Verizon will deploy new Nortel VoIP equipment in its local and long-distance voice wireline networks later this year as it builds a system to simultaneously handle voice, data and video transmissions.
Specifically, the deal includes Nortel’s Succession Communication Server 2000, Multimedia Communication Server 5200, Superclass softswitches and VoIP gateways.
The contract designates Nortel as Verizon’s exclusive VoIP gear provider for the next 18 months. In addition, Verizon will continue selling Nortel’s IP telephony portfolio to enterprise customers looking to jump from legacy to VoIP systems — an area other telecoms are eyeing as well.
Verizon expects its next-generation network will be the nation’s largest converged network.
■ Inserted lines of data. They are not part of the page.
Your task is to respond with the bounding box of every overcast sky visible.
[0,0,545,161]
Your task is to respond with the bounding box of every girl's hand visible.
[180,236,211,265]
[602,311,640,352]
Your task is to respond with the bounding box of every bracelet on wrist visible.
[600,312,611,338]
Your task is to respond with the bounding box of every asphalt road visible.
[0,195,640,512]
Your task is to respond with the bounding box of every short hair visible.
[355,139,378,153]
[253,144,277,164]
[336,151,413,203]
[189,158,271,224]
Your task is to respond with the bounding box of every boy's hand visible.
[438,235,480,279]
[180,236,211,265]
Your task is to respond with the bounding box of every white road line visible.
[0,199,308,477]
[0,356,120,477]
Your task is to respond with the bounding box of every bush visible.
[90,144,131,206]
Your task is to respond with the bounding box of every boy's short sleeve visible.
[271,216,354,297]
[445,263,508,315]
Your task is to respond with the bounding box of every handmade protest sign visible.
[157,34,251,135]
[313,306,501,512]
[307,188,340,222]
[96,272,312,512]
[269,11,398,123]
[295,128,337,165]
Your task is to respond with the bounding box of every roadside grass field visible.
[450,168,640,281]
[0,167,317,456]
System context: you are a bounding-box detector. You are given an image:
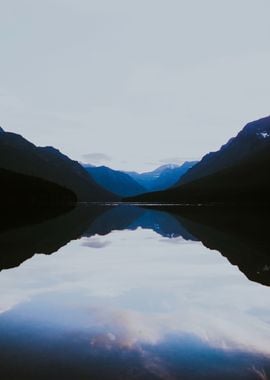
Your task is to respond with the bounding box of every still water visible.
[0,206,270,380]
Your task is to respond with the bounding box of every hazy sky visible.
[0,0,270,170]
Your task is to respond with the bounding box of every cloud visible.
[82,153,112,164]
[159,157,200,164]
[82,238,111,248]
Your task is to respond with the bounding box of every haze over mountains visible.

Other service providers are also readying VoIP technology, which promises lower network management costs and long-distance bills and advanced features including instant video calling, unified messaging, Web-based call screening and routing and address book integration.
Entrants in the field range from startups (Vonage) to Baby Bells (Qwest) to cable giants (Time Warner Cable) and national carriers (AT&T).
Verizon’s initial service deployment is scheduled for mid-2004 and is expected to include hosted VoIP and multimedia services for business and consumers. The first markets to offer the services have not yet been chosen, Marchand said.
The New York company’s overall move from legacy switches to packet switches will take longer than five years. But the Nortel contract won’t increase Verizon’s capital expense budget for 2004, which at $6.8 billion to $7.3 billion is about level with last year.
“We are reallocating,” Marchand said. “Taking money we would have spent on old technology and using it for (VoIP),”
For Nortel, of Ontario, Canada, the deal follows VoIP equipment wins with MCI, Sprint and Cox Communications, a spokeswoman for the company said. News of the Verizon contract sent Nortel stock up 52 cents, or nearly 11 percent, to 5.28 at midday.